I holed up in the fairy tale section, scouring the books for stories about magic rings and dreams. After a couple hours, my eyes burned and my hands were dry and I was no closer to finding a solution. It was no use. I slammed the book shut and pushed it away from me. I propped my head up, hands pressed to my eyes.

A shadow loomed over me.

“Do you need some help?” His voice was smudged smoke and creeping things that crawl from dark corners. I didn’t need to look at him to know him.

Staring at the table, I reached deep into my pocket and pulled out the velvet bag. I held it out to the side and then it was gone.

“You have no idea what you possessed and gave to me so freely.” Faint laughter met my ears.

When I turned my head to say something to him, I was alone except for a sinking feeling that I’d done something very wrong.

Originally published on for the prompt “a stolen ring, a fear of spiders, and a sinister stranger.”

The Hanging Tree

The night pressed down heavy on the men traipsing through the dark forest. The forest was still, expectant. Their swords jostled at their sides. Their boots crunched on the leaves covering the forest floor. An occasional curse hovered in the air when a root rose up to trip one of them.

It was a night all of them dreaded.

The clearing was empty when they came upon it. Grass grew in tufts, silvery gray in the moonlight. The Hanging Tree, gnarled and ancient, loomed in the middle. Its branches like fingers, reaching out for them.

It knew why they had come here.

They’d not been standing there long, huddled in a group, eyes fixed on the forest around them, when a woman glided into the clearing. Her white dress glowed in the moonlight, accentuating her swelling belly.

“You came,” she said. Her voice was quiet and breathless in the dark night beneath the trees.

The group whirled around. One man’s mouth opened into a surprised o, his hand pressed to his heart.

“Who are your friends?” she asked. She looked from one to another, her eyebrows knit together in confusion. They were meant to meet alone. His friends shivered and moved closer together, their hands near their weapons.

He ignored her question.

“I’ve come to say goodbye,” he said instead. His voice was not quite friendly.

She grew still, her face stony and impassive.

“Did you honestly think I’d run away with you? That I could love you?” His words cut through her.

“Yes.” Her voice was as quiet as the wind sighing between the trees.
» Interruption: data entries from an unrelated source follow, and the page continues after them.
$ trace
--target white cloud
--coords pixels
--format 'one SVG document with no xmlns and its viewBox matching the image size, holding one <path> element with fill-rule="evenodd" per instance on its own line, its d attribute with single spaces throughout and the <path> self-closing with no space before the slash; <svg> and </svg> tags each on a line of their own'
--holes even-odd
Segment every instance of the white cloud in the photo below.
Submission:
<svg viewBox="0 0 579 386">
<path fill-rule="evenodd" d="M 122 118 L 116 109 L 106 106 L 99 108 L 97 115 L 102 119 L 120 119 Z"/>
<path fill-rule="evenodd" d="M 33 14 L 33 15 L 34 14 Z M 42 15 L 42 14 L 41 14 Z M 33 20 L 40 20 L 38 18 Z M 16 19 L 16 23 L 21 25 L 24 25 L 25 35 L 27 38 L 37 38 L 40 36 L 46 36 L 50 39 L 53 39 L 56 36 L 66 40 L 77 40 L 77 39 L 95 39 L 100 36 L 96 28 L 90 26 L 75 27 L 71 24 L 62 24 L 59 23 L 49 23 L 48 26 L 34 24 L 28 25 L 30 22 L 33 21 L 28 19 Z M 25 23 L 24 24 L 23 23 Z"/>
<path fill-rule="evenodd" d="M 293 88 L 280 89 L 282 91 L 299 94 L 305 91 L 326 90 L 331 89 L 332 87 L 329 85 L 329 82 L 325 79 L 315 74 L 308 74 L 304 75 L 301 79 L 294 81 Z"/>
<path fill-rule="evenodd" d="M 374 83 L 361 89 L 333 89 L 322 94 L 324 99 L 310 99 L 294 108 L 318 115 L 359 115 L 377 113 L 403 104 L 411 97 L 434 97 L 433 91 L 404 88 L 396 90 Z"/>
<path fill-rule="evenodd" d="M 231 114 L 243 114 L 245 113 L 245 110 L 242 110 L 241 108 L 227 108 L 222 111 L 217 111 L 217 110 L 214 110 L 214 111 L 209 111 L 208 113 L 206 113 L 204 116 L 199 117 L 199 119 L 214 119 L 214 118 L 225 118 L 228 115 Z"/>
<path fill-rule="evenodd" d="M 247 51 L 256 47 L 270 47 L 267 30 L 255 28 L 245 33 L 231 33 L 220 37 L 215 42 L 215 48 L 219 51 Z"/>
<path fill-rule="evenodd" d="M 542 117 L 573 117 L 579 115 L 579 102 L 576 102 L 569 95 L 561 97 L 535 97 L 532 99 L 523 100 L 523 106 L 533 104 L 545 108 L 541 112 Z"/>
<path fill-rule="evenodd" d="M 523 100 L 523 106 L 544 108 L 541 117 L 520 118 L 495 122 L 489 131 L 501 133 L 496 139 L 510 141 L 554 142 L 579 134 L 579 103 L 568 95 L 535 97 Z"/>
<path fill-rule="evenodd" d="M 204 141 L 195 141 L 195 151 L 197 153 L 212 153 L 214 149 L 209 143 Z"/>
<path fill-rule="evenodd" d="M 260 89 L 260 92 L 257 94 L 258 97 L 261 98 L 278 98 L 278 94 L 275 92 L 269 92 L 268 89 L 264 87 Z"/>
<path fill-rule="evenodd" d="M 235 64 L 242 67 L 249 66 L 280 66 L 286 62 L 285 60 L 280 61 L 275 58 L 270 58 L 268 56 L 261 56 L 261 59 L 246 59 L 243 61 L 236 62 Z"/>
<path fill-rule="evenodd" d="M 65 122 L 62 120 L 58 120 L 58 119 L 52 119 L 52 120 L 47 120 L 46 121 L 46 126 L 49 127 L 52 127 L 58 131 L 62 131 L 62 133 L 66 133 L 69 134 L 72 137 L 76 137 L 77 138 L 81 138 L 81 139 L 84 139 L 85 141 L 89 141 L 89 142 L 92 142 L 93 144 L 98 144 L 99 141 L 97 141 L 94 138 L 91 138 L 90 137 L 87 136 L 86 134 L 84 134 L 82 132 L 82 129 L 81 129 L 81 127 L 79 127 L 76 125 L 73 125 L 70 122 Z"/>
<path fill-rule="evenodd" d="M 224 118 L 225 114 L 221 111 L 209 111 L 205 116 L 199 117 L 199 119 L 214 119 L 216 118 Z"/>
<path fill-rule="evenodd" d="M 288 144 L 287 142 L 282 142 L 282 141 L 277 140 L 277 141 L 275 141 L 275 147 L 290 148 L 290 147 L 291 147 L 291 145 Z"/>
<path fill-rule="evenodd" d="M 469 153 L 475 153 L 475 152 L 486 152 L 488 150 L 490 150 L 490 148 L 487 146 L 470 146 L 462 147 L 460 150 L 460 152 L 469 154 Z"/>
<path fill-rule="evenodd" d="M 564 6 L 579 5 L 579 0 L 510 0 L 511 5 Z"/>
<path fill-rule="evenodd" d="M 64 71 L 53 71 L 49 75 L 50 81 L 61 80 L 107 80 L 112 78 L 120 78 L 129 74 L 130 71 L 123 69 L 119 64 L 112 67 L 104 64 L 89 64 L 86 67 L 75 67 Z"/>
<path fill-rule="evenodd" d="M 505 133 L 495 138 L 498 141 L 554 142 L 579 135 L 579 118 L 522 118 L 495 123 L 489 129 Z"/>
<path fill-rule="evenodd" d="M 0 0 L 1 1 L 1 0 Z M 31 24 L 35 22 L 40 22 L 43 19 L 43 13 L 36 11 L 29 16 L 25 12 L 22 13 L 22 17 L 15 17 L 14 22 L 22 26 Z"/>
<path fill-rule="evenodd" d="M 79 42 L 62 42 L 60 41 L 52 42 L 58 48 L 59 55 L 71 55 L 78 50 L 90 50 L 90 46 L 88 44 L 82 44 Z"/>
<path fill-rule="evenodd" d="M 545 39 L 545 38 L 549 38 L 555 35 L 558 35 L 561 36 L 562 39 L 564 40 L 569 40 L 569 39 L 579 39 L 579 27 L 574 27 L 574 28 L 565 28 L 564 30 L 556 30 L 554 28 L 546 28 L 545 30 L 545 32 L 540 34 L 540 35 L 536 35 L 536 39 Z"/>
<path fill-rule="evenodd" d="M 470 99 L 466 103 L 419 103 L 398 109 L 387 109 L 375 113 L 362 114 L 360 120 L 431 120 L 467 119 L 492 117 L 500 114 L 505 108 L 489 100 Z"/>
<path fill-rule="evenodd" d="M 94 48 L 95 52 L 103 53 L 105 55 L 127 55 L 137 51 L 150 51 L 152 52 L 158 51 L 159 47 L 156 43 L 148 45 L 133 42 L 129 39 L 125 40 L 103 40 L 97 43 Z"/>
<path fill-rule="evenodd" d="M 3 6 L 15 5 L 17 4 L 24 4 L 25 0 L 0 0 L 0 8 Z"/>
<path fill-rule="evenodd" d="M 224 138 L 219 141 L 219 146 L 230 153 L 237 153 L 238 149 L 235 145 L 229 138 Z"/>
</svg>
She placed her left hand on her stomach.

“Well… I don’t. I just wanted to have some fun, but you’re turning into more trouble than you’re worth. It was never going to happen.”

He looked to his friends, who nodded their support. His family had spoken sense into him that morning and his friends had been sent with him to the meeting. He took another breath and opened his mouth, but she spoke before he could.

“You’re right. I should have known you could never love me.” She smiled. “But I won’t have us leave here as enemies. Will you walk with me?”

She reached out her hands to him. Without even a moment’s hesitation, he took them. His friends tried to stop him, but she held him tightly. They disappeared into the trees.

A single scream broke through the thick silence. Everyone living near the forest shivered and shuttered their windows against the night. They knew what that scream meant, even if they were too young to have heard it before. But they also knew that the one who dwelled in the forest did not take things that were not hers.

The man’s friends hung their heads, knowing in their hearts that he was lost. As one, they left the forest, trudging home to deliver the news that they could not save him. Just as the men before them could not save the last one.

Tomorrow, they would return to gather his body from the Hanging Tree. He would be wizened and ancient, like the tree itself. And, like the tree, he would now forever belong to the forest.